A família de alguns amigos, como muitas famílias numerosas formadas por assalariados, recorre ao expediente do amigo oculto na festa de Natal. É uma maneira de todos receberem um presente ao mesmo tempo que permite que ninguém ganhe algo muito melhor do que o outro. Sabem como é: Égalité, Fraternité, Pavê. Ou pá comê.
Mas é óbvio que uma hora cansa. Depois de uma década, aquela mesma história de descrever seu amigo pra os outros adivinharem deixa de ser divertida e passa a ser constrangedora. Seja pela repetição das mesmas características, nem sempre positivas, seja pela tentativa de injetar originalidade numa coisa tradicionalmente careta. É quase como trocar o apresentador de A Praça é Nossa toda semana esperando que isso vá mexer na essência dos esquetes. Simplesmente um fracasso anunciado.
Mesmo assim, eles persistem e tentam os mais diversos formatos para dar uma variada: amigo oculto de roubar presente; de comprar presente genérico e sortear na hora; inimigo oculto. Nem sempre com sucesso.
Esse ano inventaram um esquema realmente diferente. Cada um comprava um presente para si mesmo e quem o sorteou pegava o presente da árvore e fazia o tradicional lance da adivinhação. Entendeu? Confesso que eu não.

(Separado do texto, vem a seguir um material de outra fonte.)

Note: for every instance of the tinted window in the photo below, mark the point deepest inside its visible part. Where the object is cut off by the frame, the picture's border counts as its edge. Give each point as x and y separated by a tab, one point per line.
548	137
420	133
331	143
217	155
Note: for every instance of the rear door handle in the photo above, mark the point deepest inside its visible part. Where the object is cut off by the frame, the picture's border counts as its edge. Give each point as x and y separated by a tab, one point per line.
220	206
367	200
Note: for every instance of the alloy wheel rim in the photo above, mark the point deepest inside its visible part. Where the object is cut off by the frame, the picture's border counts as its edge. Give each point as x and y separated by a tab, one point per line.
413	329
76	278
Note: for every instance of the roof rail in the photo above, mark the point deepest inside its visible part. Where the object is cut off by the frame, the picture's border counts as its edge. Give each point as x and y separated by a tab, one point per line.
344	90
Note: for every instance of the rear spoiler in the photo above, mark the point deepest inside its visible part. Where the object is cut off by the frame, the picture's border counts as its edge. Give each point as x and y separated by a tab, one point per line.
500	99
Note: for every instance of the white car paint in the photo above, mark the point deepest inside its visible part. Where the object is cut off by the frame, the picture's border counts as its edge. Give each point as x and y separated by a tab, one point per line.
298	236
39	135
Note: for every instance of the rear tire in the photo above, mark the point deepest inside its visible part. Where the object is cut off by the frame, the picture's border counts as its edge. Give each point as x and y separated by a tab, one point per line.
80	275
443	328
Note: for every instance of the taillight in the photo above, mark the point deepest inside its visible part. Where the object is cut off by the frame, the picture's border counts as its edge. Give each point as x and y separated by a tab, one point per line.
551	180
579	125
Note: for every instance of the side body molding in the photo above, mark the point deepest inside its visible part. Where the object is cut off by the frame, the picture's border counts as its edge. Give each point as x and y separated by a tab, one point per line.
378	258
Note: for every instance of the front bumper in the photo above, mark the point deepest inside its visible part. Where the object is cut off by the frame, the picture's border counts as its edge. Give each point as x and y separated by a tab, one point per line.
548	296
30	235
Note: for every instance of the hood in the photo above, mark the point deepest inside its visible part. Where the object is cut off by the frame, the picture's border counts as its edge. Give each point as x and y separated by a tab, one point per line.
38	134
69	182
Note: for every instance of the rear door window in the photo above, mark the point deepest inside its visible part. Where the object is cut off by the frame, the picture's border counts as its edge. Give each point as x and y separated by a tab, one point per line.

Ainda tinha um lance que cada um precisava dar 50 reais, caso a pessoa não tivesse comprado o presente, que era o valor máximo combinado. Boiou ainda mais? Eu idem.
Mesmo com essa complicação toda eles botaram em prática. A primeira vítima tirou os 50 reais do bolso, buscou o presente na árvore, encontrou, fez a brincadeira da adivinhação, o povo acertou, deu o presente com a nota ao seu amigo agora não mais oculto e passou a vez. O outro seguiu o mesmo ritual e assim foi até que o presenteado foi o patriarca da família.
Do alto da sua imponente irreverência, ele seguiu o ritual só se furtando de passar a nota de 50 ao seu amigo. Logo, alguém apontou o erro. E pior que foi o genro:
– Aí, meu sogro, você pegou presente da árvore?
– Peguei.
– Ficou com ele?
– Fiquei.
– Então tem que passar essa nota pra frente. Libere a grana aí, sogrão.
– Não entendi. Quer dizer que ninguém vai ficar com o dinheiro?
– Se tiver presente pra todo mundo, o dinheiro fica com o último.
– Perá lá. Mas quem deu o dinheiro foi o primeiro- a tia se intrometeu.- Não era ele que devia ficar com o dinheiro?
– É- o primeiro se manifestou.- O dinheiro tem que voltar pra mim.
Aí o povo começou a discutir as regras. Pensaram em refazer toda a ordem. Alguém tentou resgatar sem sucesso o e-mail com as regras. Alguns presentes foram devolvidos pra árvore, mas depois recuperados. Enfim uma bagunça total. E, sem que ninguém se tocasse, os 50 ficaram no bolso do sogro que discretamente foi pra sala de tv.
Lá seu neto, que já tinha dado e recebido seu presente, estava assistindo ao jornal.
– Tá assistindo a que, netinho?
– Uma matéria de economia sobre BitCoin, Blockchain, esses troços.
– Que diabos é isso?
– Não sei se entendi direito, mas pelo que vi até agora Bitcoin parece um sistema de trocas de valores virtuais sem um operador central que registra todas as transações realizadas através desse tal de Blockchain, numa espécie de livro caixa virtual.
– Jesus. Isso funciona?
– Sei lá. Provavelmente não. E o amigo oculto? Terminou?
– Ainda não, o povo tá lá tentando entender como o blockchain de presentes fez o bitcoin de todo mundo desaparecer.